Memorial at Owens College, Manchester Carved by Eric Gill.
At Crawley Again :-
" Dear Francis,-Could you give me and the community the great pleasure of your company on the Feast of St. Anthony, when the Bishop of Southwark will assist ? I do hope you will come, as it is the last feast I shall have before the Chapter, an event that may scatter us all to the four winds of heaven."
And again:-
" The community and particularly myself would be delighted to have the pleasure of your company on Oct. 4th, the Feast of our holy Father St. Francis and your name-day. I am looking forward to some long talks. How I long for a return of the happy days at Pantasaph, when we discussed all things in heaven and on earth and in infernis."

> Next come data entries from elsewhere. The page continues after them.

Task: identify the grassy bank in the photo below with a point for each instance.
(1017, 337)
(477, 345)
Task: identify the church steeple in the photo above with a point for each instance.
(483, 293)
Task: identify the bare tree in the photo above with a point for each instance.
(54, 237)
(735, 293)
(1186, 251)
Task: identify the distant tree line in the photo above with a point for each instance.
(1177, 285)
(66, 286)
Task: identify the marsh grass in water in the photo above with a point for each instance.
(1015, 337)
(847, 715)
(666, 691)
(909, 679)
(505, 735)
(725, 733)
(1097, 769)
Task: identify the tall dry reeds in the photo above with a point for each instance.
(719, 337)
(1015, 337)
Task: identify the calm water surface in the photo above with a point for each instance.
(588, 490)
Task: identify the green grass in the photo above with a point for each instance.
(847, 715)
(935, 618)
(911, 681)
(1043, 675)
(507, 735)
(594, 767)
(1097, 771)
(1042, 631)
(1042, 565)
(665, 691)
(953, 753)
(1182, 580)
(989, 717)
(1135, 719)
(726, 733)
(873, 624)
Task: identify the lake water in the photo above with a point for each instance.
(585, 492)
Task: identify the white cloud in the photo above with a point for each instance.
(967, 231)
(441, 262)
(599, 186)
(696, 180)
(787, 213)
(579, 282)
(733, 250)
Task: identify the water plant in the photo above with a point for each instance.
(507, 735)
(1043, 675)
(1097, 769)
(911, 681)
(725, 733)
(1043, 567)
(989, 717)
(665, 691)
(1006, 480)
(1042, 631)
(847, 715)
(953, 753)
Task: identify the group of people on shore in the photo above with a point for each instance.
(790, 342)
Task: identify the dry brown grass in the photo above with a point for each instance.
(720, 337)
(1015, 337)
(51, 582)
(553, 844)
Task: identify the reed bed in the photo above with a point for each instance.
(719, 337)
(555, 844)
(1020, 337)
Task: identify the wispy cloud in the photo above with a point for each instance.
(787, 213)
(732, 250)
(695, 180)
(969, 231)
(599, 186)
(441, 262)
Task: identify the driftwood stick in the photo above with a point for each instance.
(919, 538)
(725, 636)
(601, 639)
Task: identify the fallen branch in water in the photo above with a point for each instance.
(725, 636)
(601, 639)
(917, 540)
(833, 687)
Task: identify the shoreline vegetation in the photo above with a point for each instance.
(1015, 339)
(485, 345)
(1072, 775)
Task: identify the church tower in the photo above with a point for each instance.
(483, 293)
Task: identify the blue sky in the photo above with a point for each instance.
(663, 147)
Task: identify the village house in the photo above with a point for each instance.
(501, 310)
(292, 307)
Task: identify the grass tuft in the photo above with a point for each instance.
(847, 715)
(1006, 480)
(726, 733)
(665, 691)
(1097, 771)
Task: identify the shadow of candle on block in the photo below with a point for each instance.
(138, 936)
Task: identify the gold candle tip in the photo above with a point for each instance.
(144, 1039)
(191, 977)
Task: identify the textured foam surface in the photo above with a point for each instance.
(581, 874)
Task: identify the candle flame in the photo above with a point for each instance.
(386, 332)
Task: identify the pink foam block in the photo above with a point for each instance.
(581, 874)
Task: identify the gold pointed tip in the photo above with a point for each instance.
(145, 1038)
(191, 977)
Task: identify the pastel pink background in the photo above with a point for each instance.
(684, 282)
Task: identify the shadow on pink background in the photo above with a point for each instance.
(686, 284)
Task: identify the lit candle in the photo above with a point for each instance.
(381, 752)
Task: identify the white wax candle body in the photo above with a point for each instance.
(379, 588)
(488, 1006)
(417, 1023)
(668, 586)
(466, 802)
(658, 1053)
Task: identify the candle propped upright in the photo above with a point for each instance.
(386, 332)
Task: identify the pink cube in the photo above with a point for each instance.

Before his departure to Crawley Francis wrote to me :-
"... I feel depressed at going away from you all- it seems like a breaking with my past, the beginning of I know not what change, or what doubtful future. Change as change is always hateful to me; yet my life has been changeful enough in various ways. And I have noticed these changes always come in shocks and crises after a prolonged period of monotony. In my youth I sighed against monotony, and wanted romance; now I dread romance. Romance is romantic only for the hearers and onlookers, not for the actors. It is hard to enter its gates (happily); but to repass them is impossible. Once step aside from the ways of ' comfortable men,' you cannot regain them. You will live and die under the law of the intolerable thing they call romance. Though it may return on you in cycles and crises, you are ever dreading its next manifestation. Nor need you be ' romantic' to others ; the most terrible romances are inward, and the intolerableness of them is that they pass in silence. . . . One person told me that my own life was a beautiful romance. ' Beautiful' is not my standpoint. The sole beautiful romances are the Saints', which are essentially inward. But I never meant to write all this."